Birgit Schönau am Donnerstag den 24. Januar 2013
Distanziert sich von der «Blick»-Berichterstattung: Der italienische Sion-Captain Gennaro Gattuso. (Bild: Keystone)

Distanziert sich von der «Blick»-Berichterstattung: Der italienische Sion-Captain Gennaro Gattuso. (Bild: Keystone)

Wenn es um Fussball geht, meinen manche immer noch, sie könnten alles schreiben. Besonders über Italien, die Lieblings-Zielscheibe unbedarfter Klischee-Berichterstattung. In Bari herrscht zurzeit helle Empörung über einen Beitrag eines Boulevard-Kollegen vom «Blick». Der Bürgermeister hat offizielle Beschwerde bei der Schweizer Botschaft angekündigt, die Angelegenheit steht also im Ruch einer kleinen Staatsaffäre.

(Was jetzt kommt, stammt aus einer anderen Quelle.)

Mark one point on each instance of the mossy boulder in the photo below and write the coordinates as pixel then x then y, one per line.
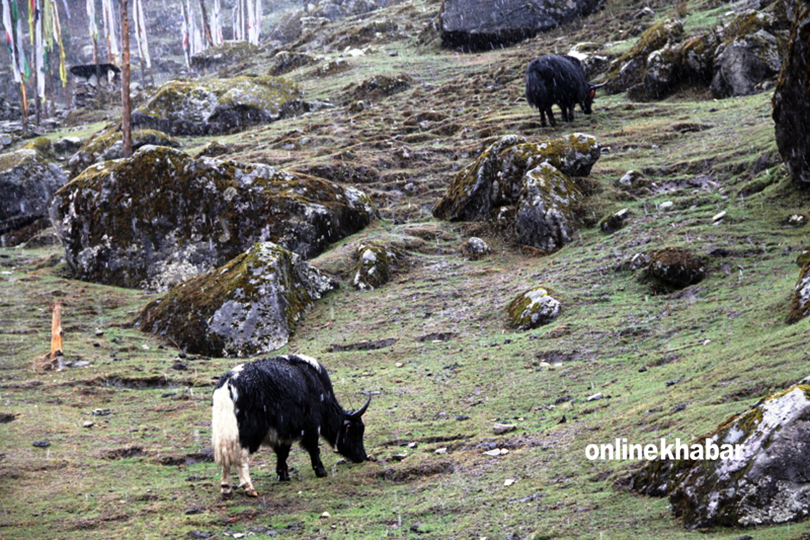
pixel 629 69
pixel 533 308
pixel 545 215
pixel 161 217
pixel 743 64
pixel 226 53
pixel 766 483
pixel 791 100
pixel 249 306
pixel 614 222
pixel 27 183
pixel 374 266
pixel 524 188
pixel 676 268
pixel 209 107
pixel 109 145
pixel 286 61
pixel 800 302
pixel 42 145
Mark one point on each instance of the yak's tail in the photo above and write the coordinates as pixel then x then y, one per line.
pixel 224 429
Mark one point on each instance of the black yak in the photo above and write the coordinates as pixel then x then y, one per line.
pixel 558 79
pixel 274 402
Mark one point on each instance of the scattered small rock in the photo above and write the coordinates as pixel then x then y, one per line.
pixel 500 429
pixel 475 248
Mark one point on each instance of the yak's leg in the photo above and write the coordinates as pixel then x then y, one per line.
pixel 282 451
pixel 225 484
pixel 244 475
pixel 551 117
pixel 310 444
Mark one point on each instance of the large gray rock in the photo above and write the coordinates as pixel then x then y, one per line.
pixel 27 183
pixel 524 188
pixel 545 216
pixel 107 146
pixel 482 24
pixel 765 483
pixel 744 63
pixel 161 217
pixel 791 100
pixel 248 307
pixel 212 106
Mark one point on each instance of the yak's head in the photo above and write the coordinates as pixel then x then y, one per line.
pixel 350 437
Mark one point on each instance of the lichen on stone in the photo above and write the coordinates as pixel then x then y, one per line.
pixel 533 308
pixel 249 306
pixel 214 106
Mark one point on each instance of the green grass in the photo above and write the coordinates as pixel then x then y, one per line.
pixel 140 471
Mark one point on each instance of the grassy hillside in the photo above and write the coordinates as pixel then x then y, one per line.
pixel 129 433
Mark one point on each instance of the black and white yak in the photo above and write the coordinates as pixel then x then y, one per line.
pixel 275 402
pixel 558 79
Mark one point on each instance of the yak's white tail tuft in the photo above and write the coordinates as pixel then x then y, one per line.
pixel 224 429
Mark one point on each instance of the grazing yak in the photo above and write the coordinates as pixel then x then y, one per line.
pixel 558 79
pixel 275 402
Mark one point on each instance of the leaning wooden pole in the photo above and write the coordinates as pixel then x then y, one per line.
pixel 56 332
pixel 126 104
pixel 206 26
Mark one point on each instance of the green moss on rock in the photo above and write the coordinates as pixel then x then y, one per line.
pixel 225 54
pixel 161 217
pixel 374 266
pixel 214 106
pixel 800 301
pixel 109 145
pixel 533 308
pixel 250 306
pixel 763 482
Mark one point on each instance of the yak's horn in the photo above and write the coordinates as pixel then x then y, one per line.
pixel 355 415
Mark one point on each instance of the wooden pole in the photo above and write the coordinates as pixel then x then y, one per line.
pixel 56 332
pixel 126 105
pixel 206 27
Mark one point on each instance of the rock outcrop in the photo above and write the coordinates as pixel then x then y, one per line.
pixel 737 59
pixel 226 53
pixel 800 301
pixel 27 183
pixel 765 483
pixel 791 100
pixel 479 24
pixel 525 188
pixel 374 266
pixel 247 307
pixel 532 309
pixel 109 146
pixel 676 268
pixel 209 107
pixel 161 217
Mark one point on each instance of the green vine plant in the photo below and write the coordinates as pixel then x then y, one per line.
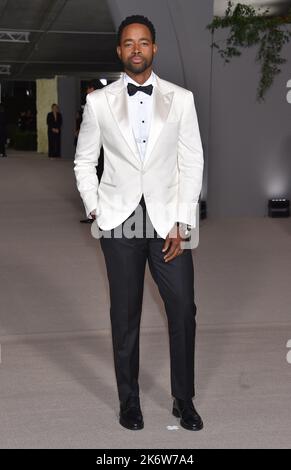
pixel 248 27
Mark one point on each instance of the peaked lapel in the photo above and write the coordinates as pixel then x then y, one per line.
pixel 162 102
pixel 117 100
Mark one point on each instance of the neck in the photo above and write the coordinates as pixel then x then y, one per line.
pixel 140 77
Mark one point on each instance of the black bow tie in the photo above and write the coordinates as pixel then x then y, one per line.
pixel 132 89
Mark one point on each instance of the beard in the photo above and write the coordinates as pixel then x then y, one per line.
pixel 137 68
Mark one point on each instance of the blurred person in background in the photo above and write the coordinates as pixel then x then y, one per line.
pixel 3 135
pixel 54 122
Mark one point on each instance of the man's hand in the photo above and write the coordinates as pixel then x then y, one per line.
pixel 173 244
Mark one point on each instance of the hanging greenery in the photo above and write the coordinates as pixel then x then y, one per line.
pixel 248 27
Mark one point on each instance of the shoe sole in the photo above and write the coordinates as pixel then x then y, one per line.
pixel 177 414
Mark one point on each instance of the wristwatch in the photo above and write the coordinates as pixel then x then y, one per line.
pixel 185 229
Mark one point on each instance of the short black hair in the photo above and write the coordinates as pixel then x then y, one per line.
pixel 136 19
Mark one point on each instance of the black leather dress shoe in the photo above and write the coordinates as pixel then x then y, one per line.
pixel 185 410
pixel 130 416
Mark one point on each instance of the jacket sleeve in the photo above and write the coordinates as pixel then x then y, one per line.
pixel 86 158
pixel 190 163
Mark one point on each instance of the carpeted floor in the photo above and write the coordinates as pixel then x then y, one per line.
pixel 57 384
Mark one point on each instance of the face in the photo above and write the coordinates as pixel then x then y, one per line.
pixel 136 49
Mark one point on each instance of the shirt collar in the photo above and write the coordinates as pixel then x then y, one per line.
pixel 150 81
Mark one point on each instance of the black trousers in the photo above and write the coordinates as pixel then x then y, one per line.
pixel 125 260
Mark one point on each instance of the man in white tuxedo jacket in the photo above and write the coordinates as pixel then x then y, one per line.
pixel 153 166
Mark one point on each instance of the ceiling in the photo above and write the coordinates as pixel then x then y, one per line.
pixel 70 37
pixel 74 37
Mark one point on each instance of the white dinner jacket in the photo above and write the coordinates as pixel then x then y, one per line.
pixel 169 177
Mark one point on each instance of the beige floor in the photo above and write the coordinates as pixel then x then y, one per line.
pixel 57 385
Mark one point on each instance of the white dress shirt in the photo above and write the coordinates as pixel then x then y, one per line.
pixel 140 112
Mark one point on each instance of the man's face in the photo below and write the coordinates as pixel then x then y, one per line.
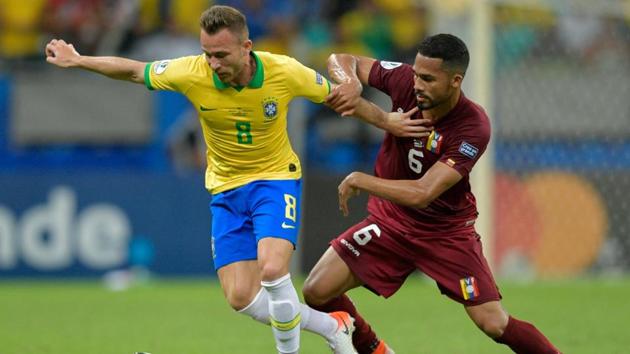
pixel 433 85
pixel 225 53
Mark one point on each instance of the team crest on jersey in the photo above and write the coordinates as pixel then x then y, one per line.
pixel 390 64
pixel 270 108
pixel 434 142
pixel 161 67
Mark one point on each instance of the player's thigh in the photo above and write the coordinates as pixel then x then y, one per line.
pixel 373 253
pixel 275 209
pixel 458 266
pixel 233 238
pixel 330 278
pixel 240 282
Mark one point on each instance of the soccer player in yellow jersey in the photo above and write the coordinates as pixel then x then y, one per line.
pixel 253 174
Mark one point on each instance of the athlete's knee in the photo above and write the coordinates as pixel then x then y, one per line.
pixel 314 292
pixel 240 296
pixel 493 327
pixel 270 271
pixel 492 324
pixel 490 318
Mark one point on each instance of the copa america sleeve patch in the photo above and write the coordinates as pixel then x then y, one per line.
pixel 161 67
pixel 390 64
pixel 468 150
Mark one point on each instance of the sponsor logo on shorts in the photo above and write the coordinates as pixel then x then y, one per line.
pixel 468 150
pixel 350 247
pixel 469 288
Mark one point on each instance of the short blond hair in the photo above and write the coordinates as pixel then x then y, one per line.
pixel 219 17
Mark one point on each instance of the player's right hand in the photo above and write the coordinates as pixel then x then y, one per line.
pixel 344 97
pixel 404 125
pixel 62 54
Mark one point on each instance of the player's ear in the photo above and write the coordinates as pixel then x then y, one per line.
pixel 456 80
pixel 248 45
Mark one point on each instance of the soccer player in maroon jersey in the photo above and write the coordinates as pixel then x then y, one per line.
pixel 421 209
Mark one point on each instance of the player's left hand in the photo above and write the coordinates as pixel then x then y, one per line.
pixel 344 97
pixel 348 189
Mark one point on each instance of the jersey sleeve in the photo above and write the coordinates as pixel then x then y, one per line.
pixel 391 77
pixel 170 75
pixel 464 149
pixel 306 82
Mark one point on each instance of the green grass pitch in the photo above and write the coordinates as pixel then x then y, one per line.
pixel 191 317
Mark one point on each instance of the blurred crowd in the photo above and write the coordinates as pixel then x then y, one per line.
pixel 156 29
pixel 524 36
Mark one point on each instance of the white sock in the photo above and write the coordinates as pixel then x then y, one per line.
pixel 284 313
pixel 312 320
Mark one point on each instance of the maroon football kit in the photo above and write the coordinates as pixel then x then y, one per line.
pixel 439 240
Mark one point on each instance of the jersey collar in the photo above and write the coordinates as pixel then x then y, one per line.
pixel 256 81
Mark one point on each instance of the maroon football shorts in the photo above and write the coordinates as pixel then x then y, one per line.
pixel 383 258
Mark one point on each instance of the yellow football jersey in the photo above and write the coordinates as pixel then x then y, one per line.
pixel 244 127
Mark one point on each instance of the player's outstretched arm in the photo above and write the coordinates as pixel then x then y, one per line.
pixel 397 123
pixel 63 54
pixel 413 193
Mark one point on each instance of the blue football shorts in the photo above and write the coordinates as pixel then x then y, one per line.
pixel 244 215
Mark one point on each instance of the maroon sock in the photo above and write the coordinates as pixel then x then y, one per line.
pixel 523 338
pixel 364 338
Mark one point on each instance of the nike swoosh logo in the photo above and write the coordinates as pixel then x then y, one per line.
pixel 286 226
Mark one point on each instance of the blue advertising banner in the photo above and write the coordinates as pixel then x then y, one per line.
pixel 89 223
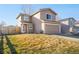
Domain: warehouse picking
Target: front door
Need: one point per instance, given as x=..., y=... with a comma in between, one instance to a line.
x=25, y=28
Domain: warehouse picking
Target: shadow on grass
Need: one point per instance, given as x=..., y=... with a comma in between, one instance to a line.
x=1, y=45
x=10, y=45
x=72, y=36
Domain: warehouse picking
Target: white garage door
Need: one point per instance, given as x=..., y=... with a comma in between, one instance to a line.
x=52, y=29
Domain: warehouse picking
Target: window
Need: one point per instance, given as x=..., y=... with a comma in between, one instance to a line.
x=48, y=16
x=26, y=18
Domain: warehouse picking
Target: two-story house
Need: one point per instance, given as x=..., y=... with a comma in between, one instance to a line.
x=67, y=25
x=43, y=21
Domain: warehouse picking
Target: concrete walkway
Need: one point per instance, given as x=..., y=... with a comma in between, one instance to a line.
x=76, y=38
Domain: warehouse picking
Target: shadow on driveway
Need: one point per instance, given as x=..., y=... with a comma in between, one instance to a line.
x=10, y=45
x=1, y=45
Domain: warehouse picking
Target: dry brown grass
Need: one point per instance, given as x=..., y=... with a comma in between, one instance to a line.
x=40, y=43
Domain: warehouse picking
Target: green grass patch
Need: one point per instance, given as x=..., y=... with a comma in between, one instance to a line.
x=42, y=44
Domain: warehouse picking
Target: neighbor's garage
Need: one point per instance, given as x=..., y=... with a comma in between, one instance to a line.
x=52, y=28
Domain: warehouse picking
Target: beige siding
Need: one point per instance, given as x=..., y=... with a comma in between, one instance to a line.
x=66, y=22
x=37, y=23
x=52, y=29
x=43, y=15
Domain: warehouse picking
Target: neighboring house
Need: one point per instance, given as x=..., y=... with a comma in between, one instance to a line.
x=8, y=29
x=67, y=25
x=76, y=28
x=43, y=21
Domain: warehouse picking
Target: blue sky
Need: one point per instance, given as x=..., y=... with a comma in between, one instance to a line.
x=9, y=12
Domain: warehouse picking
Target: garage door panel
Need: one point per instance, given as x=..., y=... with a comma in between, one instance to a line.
x=51, y=29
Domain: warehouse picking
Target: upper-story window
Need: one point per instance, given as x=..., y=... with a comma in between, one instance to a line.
x=48, y=16
x=26, y=18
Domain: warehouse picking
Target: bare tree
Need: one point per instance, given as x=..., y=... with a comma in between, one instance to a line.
x=2, y=24
x=27, y=8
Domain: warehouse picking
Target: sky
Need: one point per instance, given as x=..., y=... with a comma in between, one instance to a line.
x=9, y=12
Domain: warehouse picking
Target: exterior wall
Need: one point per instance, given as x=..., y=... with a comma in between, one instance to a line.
x=43, y=15
x=37, y=23
x=52, y=28
x=67, y=25
x=19, y=21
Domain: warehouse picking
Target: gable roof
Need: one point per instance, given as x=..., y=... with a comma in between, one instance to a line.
x=68, y=19
x=44, y=9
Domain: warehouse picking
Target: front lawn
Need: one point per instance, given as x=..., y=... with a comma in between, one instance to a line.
x=40, y=44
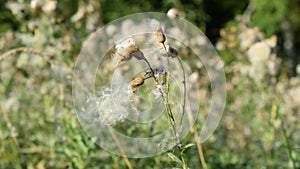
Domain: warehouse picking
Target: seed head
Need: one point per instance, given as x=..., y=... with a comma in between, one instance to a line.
x=137, y=82
x=125, y=48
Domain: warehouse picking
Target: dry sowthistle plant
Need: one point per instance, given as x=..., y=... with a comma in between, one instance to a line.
x=126, y=49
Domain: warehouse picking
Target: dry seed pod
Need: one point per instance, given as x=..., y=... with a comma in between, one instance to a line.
x=137, y=82
x=160, y=36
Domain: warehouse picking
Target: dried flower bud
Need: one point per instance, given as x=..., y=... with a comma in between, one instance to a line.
x=138, y=55
x=160, y=36
x=137, y=82
x=161, y=75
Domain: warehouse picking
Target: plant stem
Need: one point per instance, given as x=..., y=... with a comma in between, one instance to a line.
x=199, y=148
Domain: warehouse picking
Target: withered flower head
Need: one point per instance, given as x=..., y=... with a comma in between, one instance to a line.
x=137, y=82
x=125, y=48
x=160, y=36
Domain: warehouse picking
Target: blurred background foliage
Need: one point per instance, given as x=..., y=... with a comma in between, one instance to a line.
x=39, y=46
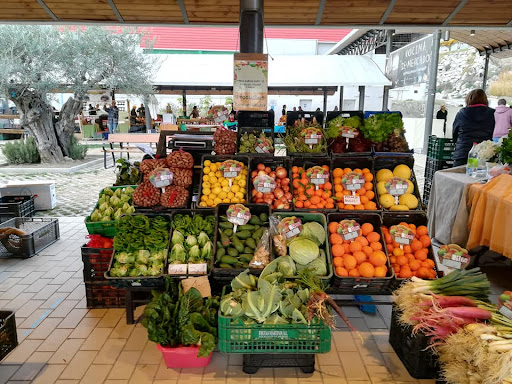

Was bisher geschah: Der FC Sion trat am vergangenen Samstag in Bari zu einem Freundschaftsspiel an und verlor gegen die AS Bari 0:1. Aus Sicht der Apulier liest sich die Begegnung so: «Vor einer schönen Kulisse mit über 1000 Tifosi hat die Mannschaft aus Bari dank eines Treffers von Cristian Galano in der ersten Halbzeit gesiegt. Bereits nach vier Minuten hatte Bari die erste Chance, später wurde die Partie vor allem im Mittelfeld ausgetragen. Nach der Pause kamen beide Mannschaften mit einigen frisch eingewechselten Spielern aber an der Dramaturgie änderte sich nicht viel. Bari verteidigte sich sehr ordentlich, riskierte wenig aber zeigte auch ein paar interessante Offensivaktionen.» So weit, so unaufgeregt die Gastgeber vom italienischen Zweitligisten.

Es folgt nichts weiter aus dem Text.